The inspection revealed breaches to people’s safety, and patients’ consent to care and treatmentThe CQC told the trust to submit a plan showing what action it is taking in response to these concerns(Image: ASP)
A Greater Manchester mental health trust has been issued an urgent warning from the health and care watchdog after an inspection of its hospital wards.
Pennine Care NHS Foundation Trust was visited by the Care Quality Commission (CQC) following safety concerns from whistleblowers and people using the units between June and October 2024.
And according to the watchdog, these concerns about the wards for older people were proven to be ‘substantiated’ during the inspection in November last year.
It revealed breaches to people’s safety and patients’ consent to care and treatment. The CQC also found that there were not enough staff with the right skills and training, according to its report published today (May 21).
The CQC has now issued the trust with a warning notice to make improvements to ‘ensure care was person centred, as well as providing enough staff with the right skills and training to meet people’s needs’ on the wards of concern.
The trust has said it is ‘already delivering a robust improvement plan’ to ‘ensure lasting change’.
Pennine Care provides inpatient, community and specialist mental health services across Bury, Rochdale, Oldham, Tameside, and Stockport, providing care to over 70,000 people as of 2023/24.
The trust operates inpatient mental health wards for a range of ages and diagnoses, including units at Fairfield Hospital, Stepping Hill Hospital, Tameside General Hospital, the Royal Oldham Hospital, and Birch Hill Hospital.
Inspectors found that plans did not always show how care was focused on the patient, or that the views of carers or relatives had been taken into account on the wards for older people.
Some relatives and carers told inspectors that visiting times were restricted, and they were only allowed an hour with their relatives.
‘It was not clear that people who were not detained under the Mental Health Act could leave the wards freely’, the report also reads. ‘People did not always have a clear understanding of their rights’.
‘There was no quality assurance process to check whether compliance with the Mental Health Act was taking place for people’, the report added.
However, the CQC said that levels of physical restraint and other restrictive practices such as seclusion were low.
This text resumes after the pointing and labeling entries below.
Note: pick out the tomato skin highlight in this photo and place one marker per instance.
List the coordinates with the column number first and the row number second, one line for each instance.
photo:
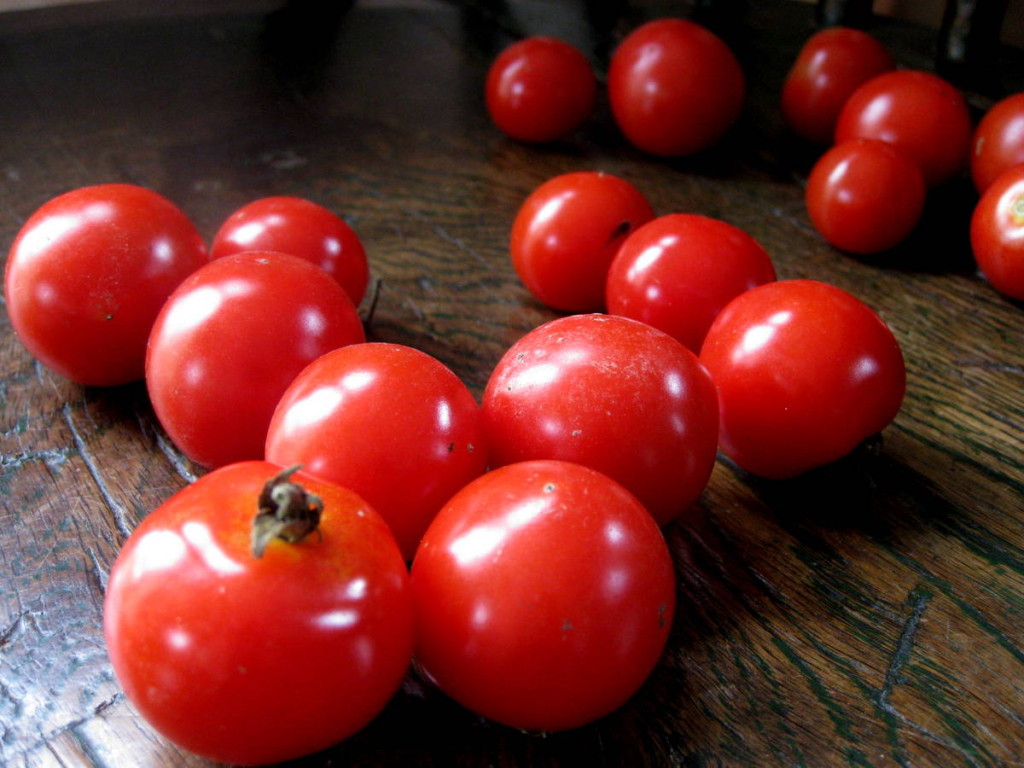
column 391, row 423
column 566, row 233
column 805, row 372
column 230, row 339
column 674, row 87
column 254, row 660
column 829, row 67
column 864, row 196
column 540, row 89
column 544, row 595
column 997, row 232
column 677, row 271
column 299, row 227
column 87, row 274
column 921, row 114
column 613, row 394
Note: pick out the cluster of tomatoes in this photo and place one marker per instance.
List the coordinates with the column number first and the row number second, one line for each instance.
column 893, row 136
column 541, row 591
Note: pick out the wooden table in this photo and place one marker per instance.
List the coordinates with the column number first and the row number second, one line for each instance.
column 870, row 615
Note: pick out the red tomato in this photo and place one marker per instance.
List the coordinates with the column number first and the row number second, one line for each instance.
column 540, row 89
column 300, row 227
column 566, row 233
column 674, row 87
column 229, row 341
column 805, row 372
column 997, row 232
column 677, row 272
column 998, row 140
column 255, row 659
column 387, row 421
column 544, row 595
column 613, row 394
column 864, row 196
column 88, row 272
column 829, row 67
column 920, row 113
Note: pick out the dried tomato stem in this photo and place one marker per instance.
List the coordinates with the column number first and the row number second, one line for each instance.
column 287, row 511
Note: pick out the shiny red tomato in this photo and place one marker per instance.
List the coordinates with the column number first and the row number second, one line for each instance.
column 613, row 394
column 252, row 658
column 228, row 342
column 540, row 89
column 544, row 595
column 393, row 424
column 566, row 232
column 830, row 66
column 88, row 272
column 998, row 140
column 864, row 196
column 805, row 372
column 997, row 232
column 675, row 87
column 921, row 114
column 677, row 272
column 300, row 227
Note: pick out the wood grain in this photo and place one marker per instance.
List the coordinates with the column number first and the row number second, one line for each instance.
column 866, row 614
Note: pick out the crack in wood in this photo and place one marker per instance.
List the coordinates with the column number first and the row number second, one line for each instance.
column 918, row 601
column 121, row 521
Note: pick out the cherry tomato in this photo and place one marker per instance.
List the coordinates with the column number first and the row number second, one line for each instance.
column 252, row 658
column 300, row 227
column 998, row 140
column 864, row 196
column 829, row 67
column 997, row 232
column 805, row 372
column 540, row 89
column 88, row 272
column 920, row 113
column 544, row 595
column 674, row 87
column 387, row 421
column 566, row 232
column 677, row 272
column 610, row 393
column 228, row 342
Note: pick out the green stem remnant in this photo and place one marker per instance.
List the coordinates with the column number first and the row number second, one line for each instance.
column 287, row 511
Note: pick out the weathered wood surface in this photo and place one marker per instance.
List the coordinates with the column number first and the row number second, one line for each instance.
column 870, row 615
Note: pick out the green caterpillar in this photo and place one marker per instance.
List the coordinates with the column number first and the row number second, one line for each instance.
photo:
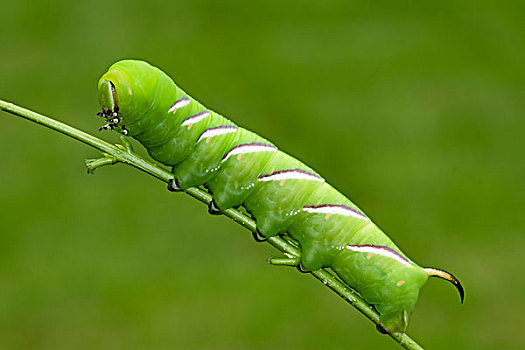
column 283, row 195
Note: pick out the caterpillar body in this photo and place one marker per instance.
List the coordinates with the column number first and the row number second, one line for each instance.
column 283, row 195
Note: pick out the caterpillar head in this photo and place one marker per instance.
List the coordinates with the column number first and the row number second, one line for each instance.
column 130, row 92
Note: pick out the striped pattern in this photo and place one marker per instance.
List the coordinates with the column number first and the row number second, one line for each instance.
column 379, row 250
column 196, row 118
column 178, row 104
column 335, row 209
column 290, row 174
column 249, row 148
column 219, row 130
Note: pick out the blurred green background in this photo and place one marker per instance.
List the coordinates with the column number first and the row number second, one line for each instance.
column 414, row 109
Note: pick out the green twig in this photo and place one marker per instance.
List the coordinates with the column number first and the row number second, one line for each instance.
column 113, row 154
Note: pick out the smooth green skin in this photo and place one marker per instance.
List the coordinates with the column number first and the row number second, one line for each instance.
column 144, row 96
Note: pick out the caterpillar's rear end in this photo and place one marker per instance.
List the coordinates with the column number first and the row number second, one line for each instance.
column 283, row 195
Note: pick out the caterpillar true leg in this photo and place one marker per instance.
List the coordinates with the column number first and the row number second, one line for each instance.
column 282, row 194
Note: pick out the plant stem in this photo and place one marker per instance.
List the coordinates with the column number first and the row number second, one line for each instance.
column 124, row 154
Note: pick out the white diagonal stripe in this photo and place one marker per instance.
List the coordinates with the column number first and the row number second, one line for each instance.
column 220, row 130
column 379, row 250
column 180, row 103
column 249, row 148
column 195, row 118
column 295, row 174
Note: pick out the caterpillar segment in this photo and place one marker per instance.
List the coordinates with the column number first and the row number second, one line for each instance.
column 283, row 195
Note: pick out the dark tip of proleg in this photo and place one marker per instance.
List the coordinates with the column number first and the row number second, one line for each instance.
column 381, row 329
column 173, row 186
column 213, row 209
column 258, row 236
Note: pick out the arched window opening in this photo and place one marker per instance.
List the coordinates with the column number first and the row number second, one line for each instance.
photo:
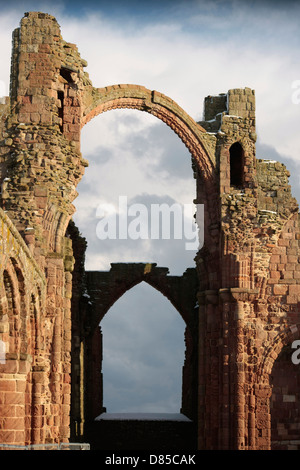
column 285, row 402
column 143, row 354
column 236, row 165
column 137, row 166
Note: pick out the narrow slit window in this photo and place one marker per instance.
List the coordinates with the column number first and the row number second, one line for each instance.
column 236, row 165
column 60, row 96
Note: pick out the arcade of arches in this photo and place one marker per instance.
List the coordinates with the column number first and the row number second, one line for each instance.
column 240, row 388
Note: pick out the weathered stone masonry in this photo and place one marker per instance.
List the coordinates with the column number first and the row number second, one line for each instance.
column 239, row 384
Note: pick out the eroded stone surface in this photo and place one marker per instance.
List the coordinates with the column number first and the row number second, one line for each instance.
column 245, row 280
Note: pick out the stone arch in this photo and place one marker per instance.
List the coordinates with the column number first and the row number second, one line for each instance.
column 105, row 288
column 139, row 336
column 140, row 98
column 282, row 339
column 111, row 285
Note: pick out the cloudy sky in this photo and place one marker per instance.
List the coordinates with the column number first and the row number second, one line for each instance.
column 186, row 49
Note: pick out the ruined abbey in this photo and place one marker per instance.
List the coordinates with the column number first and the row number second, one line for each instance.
column 240, row 387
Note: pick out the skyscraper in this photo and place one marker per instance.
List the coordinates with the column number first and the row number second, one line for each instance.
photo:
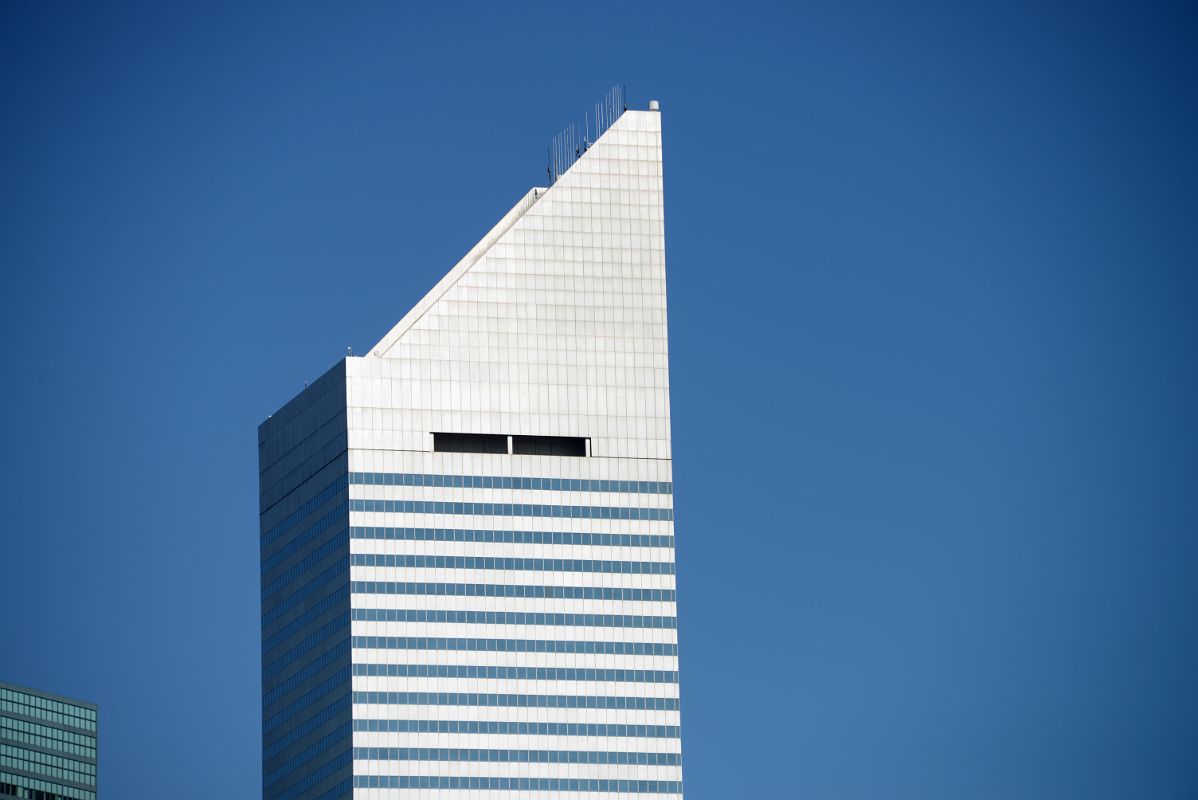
column 467, row 533
column 47, row 746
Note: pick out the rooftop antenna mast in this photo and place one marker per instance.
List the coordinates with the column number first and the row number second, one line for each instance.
column 568, row 146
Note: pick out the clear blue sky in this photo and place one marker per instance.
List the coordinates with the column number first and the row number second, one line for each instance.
column 933, row 344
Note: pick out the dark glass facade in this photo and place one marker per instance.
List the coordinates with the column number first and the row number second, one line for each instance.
column 303, row 485
column 47, row 746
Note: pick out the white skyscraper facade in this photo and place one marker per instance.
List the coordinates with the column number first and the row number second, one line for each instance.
column 467, row 533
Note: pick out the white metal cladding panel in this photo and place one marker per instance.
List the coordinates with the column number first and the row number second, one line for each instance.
column 555, row 325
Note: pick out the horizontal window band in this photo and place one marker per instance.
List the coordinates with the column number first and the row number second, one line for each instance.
column 12, row 783
column 480, row 727
column 513, row 509
column 488, row 699
column 510, row 618
column 513, row 591
column 513, row 646
column 514, row 783
column 516, row 564
column 514, row 756
column 514, row 537
column 508, row 482
column 514, row 673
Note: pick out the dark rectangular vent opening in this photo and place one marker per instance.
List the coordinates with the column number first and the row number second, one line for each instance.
column 470, row 443
column 574, row 446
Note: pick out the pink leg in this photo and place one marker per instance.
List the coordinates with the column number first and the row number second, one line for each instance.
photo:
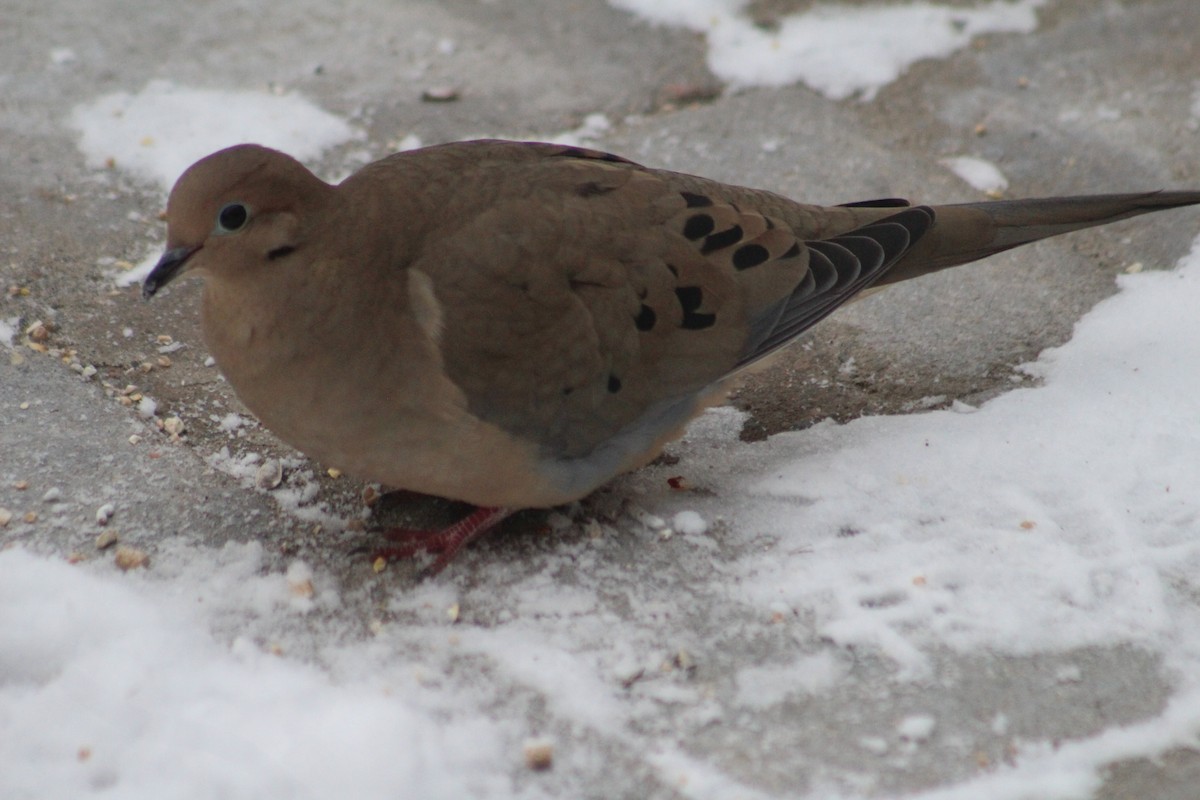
column 445, row 542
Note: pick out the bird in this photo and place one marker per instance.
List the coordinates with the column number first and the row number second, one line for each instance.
column 514, row 324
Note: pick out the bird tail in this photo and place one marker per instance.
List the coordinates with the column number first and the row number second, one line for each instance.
column 969, row 232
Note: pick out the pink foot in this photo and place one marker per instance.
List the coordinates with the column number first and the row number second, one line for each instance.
column 445, row 542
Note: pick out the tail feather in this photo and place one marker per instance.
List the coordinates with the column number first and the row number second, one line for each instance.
column 967, row 232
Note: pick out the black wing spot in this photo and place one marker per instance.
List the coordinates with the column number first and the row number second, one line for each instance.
column 881, row 203
column 721, row 240
column 699, row 226
column 690, row 298
column 594, row 155
column 592, row 188
column 750, row 256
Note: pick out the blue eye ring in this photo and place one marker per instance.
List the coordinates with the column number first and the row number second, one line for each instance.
column 232, row 217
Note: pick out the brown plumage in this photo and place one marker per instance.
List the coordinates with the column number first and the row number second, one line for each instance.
column 514, row 324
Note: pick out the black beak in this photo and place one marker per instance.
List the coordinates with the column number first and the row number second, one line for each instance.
column 166, row 270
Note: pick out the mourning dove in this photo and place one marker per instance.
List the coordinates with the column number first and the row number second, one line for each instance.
column 514, row 324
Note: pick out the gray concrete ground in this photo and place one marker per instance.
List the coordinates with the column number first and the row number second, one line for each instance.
column 533, row 67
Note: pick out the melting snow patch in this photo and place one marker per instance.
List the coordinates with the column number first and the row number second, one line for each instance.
column 978, row 173
column 838, row 50
column 139, row 131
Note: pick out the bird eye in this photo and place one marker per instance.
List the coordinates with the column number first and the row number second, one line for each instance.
column 232, row 217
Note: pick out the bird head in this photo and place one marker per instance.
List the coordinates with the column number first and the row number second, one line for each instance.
column 233, row 212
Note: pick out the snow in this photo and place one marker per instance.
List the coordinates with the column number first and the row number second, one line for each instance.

The Pennine Care headquarters in Tameside(Image: ASP)
Alison Chilton, CQC deputy director of operations in the north west, said: “We found at our inspection of Pennine Care NHS Foundation Trust’s wards for older people with mental health problems, that some of the concerns we had received about the safety and quality of the service were substantiated.
“We would like to thank people using the service, and staff for their bravery in sharing their concerns, as it helped us to have a better picture of the care being provided to people, which determines if we need to take any action to keep people safe, including carrying out an inspection.
“On the wards we found there were times when there wasn’t enough permanent staff, and sometimes people were cared for by staff who weren’t familiar to them, particularly at night. Also, staff didn’t always have time to sit down and talk to people and give them the social interaction they need.
“It was also concerning that staff weren’t always trained to provide care to people in a safe way. For example, many staff caring for people with dementia hadn’t received any dementia awareness training.
“However, despite these issues, people and their relatives felt that wards were clean and well maintained which helped to keep them or their loved ones safe.
“We shared our findings with the trust, so they know where improvements are needed, and since the inspection, they have informed us that they have started to make progress on these. We will continue to monitor the service closely, including through future inspections, to ensure people are safe.”
The CQC told the trust to submit a plan showing what action it is taking in response to these concerns. The watchdog says a plan has been put forward, and it ‘will continue to monitor the trust to ensure these improvements are made and people are safe while it happens’.
The trust has said it is already making improvements(Image: ASP)
Tim McDougall, executive director of quality, nursing and healthcare professionals at Pennine Care NHS, said: “We accept the findings of the CQC’s assessment of our older adult mental health wards and are fully committed to addressing the areas identified for improvement. Our focus is on delivering high-quality, person-centred care for all our patients.
“While the inspection highlighted challenges, it also recognised positive practice – the compassionate care of staff, clean and safe ward environments, and our culture of safety and openness.
“We are already delivering a robust improvement plan focused on strengthening clinical standards, patient engagement, staff training and ward leadership. We’re also improving compliance with mental health law, access to therapeutic activities and work to further embed a culture of kindness, respect and safety.
“Importantly, we are working in partnership with patients, carers and staff to ensure lasting change. We’re proud our efforts are reflected in our latest NHS Staff Survey results which showed improvements across all seven themes, scores above the national average, and recognition as the best mental health and learning disability trust to work for in the north.”
The overall rating for the trust’s wards for older people with mental health problems has dropped from ‘good’ to ‘requires improvement’. The service also dropped from good to requires improvement for specific elements, including how well-led, effective, caring and responsive it is.
The safety of the service has been rated again as requires improvement.
Pennine Care NHS Foundation Trust as a whole remains rated requires improvement overall.